The key things to know are

The name of this class will, by default, be the name of the class in snake case, without task at the end. If you want to change this, just override the class's __str__ method.
The task will automatically look in {data_folder}/str(self)/str(self)_train.tfrecord. E.g. if your class is called is MyNewTask, then it will look in {data_folder}/my_new/my_new_train.tfrecord.
The main function knows about the tasks via the TaskBuilder class. You can manually add your class to TaskBuilder as the easiest solution.

If you want to add a new SequenceToFloatTask, I'd start by looking at the FluorescenceTask. The big things you'll need to change here are 1) the name of the task, 2) the deserialization function, and 3) the label (which is the name of a key to the dictionary of input that you return in the deserialization function).
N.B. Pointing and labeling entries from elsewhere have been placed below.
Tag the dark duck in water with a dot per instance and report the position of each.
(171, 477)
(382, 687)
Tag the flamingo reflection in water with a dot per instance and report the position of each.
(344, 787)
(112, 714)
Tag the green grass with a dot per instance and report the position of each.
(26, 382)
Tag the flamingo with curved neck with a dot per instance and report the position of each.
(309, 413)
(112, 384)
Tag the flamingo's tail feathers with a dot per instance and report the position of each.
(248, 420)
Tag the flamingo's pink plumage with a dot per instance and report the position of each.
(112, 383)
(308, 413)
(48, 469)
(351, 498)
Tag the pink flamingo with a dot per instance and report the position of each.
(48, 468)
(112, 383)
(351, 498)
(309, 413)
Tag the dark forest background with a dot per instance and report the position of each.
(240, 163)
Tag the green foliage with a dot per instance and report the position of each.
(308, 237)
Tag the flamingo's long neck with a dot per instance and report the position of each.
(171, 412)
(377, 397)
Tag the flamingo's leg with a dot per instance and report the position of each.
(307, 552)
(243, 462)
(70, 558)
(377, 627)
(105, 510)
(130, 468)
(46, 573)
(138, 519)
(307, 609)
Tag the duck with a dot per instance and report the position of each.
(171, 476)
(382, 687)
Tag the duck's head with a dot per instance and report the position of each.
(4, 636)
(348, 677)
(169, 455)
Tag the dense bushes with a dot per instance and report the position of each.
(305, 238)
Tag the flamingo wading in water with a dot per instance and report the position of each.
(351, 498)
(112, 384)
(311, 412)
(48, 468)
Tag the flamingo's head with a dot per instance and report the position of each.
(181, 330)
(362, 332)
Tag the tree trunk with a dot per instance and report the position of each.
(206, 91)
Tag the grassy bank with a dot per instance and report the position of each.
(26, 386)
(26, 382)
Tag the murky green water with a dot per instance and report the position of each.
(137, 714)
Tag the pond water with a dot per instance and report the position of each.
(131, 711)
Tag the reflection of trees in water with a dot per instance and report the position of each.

Everything else can remain exactly the same.

Then, add your data to the same TAPE data folder (be default tape/data). The folder should have the same name as your task, but in snake case. So if your task is called MyFancyNewTask, you'll create a folder called my_fancy_new and files my_fancy_new_train.tfrecord, my_fancy_new_valid.tfrecord. Alternatively, you can just override the get_train_files and get_valid_files methods in your new task to return your data files, regardless of where they are/what they're called.

Finally, import your task in TaskBuilder.py and add it to the dictionary at the beginning. You won't have to worry about main - everything should get auto-imported / understood.

I realize that this is pretty unintuitive, and we are looking at releasing a new version that's easier to modify. That should be released in a few months.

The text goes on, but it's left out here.